Mark Armstrong Image
Friday, September 11, 2015
UNC player has a remarkable story
Justin Coleman has come back from a broken neck to make the UNC varsity team

CHAPEL HILL, NC (WTVD) -- The odds are you've never heard of UNC senior guard Justin Coleman. He appeared in 10 games for the Tar Heels last season.

But after joining the team as a walk-on, he's been offered a scholarship for the 2015-16 season, and the story of his past is nothing short of remarkable.

Coleman played high school ball at Broughton High School in Raleigh. In May, 2010, he was playing in an Amateur Athletic Union game when he was clipped by a trailing defender and went down hard into a wall.

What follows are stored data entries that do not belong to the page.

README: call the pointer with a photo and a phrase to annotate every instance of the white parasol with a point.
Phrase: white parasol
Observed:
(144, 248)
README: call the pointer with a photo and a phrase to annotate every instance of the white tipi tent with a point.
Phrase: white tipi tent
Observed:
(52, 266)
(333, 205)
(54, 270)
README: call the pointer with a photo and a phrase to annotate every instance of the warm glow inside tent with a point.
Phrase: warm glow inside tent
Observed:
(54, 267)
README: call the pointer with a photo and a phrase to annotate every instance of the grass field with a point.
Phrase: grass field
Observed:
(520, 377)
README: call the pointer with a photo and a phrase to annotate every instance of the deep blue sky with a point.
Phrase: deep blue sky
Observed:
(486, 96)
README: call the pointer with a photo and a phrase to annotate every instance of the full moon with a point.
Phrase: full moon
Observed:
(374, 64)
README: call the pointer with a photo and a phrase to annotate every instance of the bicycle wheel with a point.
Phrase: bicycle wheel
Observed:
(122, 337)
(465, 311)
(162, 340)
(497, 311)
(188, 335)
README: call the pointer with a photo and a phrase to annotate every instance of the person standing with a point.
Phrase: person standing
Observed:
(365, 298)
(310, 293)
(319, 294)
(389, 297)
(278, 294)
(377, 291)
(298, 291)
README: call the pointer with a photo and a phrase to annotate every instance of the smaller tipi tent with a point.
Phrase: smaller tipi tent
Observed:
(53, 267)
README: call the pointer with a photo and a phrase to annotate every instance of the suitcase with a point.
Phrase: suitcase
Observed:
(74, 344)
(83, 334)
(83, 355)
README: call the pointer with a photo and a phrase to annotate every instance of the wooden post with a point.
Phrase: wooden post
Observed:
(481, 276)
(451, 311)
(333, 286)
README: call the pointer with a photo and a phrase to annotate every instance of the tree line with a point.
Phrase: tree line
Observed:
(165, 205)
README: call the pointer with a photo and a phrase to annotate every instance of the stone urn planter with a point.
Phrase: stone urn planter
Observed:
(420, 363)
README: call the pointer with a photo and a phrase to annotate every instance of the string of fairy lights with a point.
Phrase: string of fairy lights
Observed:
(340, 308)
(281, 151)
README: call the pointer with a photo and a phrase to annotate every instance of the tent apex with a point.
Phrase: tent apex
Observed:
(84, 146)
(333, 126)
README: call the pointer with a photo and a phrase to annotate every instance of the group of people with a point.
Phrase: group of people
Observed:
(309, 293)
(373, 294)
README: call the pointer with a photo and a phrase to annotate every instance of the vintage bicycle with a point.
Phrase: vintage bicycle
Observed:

"It was like diving into a pool headfirst," Coleman recalled.

Coleman suffered a broken neck and his prognosis was not good.

"My surgeon said when he saw it his heart dropped," Coleman said.

Experts tell us 90 times out of 100 the type of injury Coleman suffered results in paralysis from the neck down, but somehow Coleman was in the lucky 10 percent.

"My whole body was in shock, but I could move everything," he said. "The whole time they kept getting me to push my toes down and fingers because looking at the x-rays, they didn't understand how I still had feeling."

Feeling meant a future and doctors told Coleman he'd be back on a basketball court within months.

"That was kind of my light," he said.

Coleman put off returning until his senior season. But then the following spring - a year to the day of that dunk attempt - his life pivoted again.

On his way to the pool with his sister, Coleman made a left turn and he never saw motorcyclist Rubin Smith. Smith collided with Coleman's car and died on the spot.

"Accidents happen, but, it's like, I don't see it that way. I'm accountable," said Coleman.

Charged with failure to yield, Coleman said he was consumed with guilt. But again, a miracle of sorts happened. Smith's wife and mother embraced him at the conclusion of the court case - offering up forgiveness, and a request.

"They told me they wanted me to be successful for them. So, when that happened, them showing me forgiveness, it gave me every reason," said Coleman.

He returned to basketball and was a captain on Broughton's conference title-winning team that year. It was then off to Carolina where he tried out for and made the junior varsity team. Last year, he got the call up to varsity

"It was surreal, like an out of body experience really," he said.

While Coleman saw action in 10 games last year, scoring a single point in his 19 minutes of action, actually playing was just icing.

"Just to be in it. Just to be in the mix, I can't put it into words," he said.

UNC Head Coach Roy Williams would eventually take Coleman's story to new heights. In the middle of August, Coleman was called on by his coach.

"'I'm gonna put you on scholarship' and man, he almost broke down, which almost made me break down," said Williams "We stood in the office and hugged."

"Tears like coming, shock," said Coleman.

"As a coach, you think about big wins and all that, but really some of your truthfully great moments are those private personal ones with players," said Williams.

"I'm just very, very thankful for this chance," said Coleman.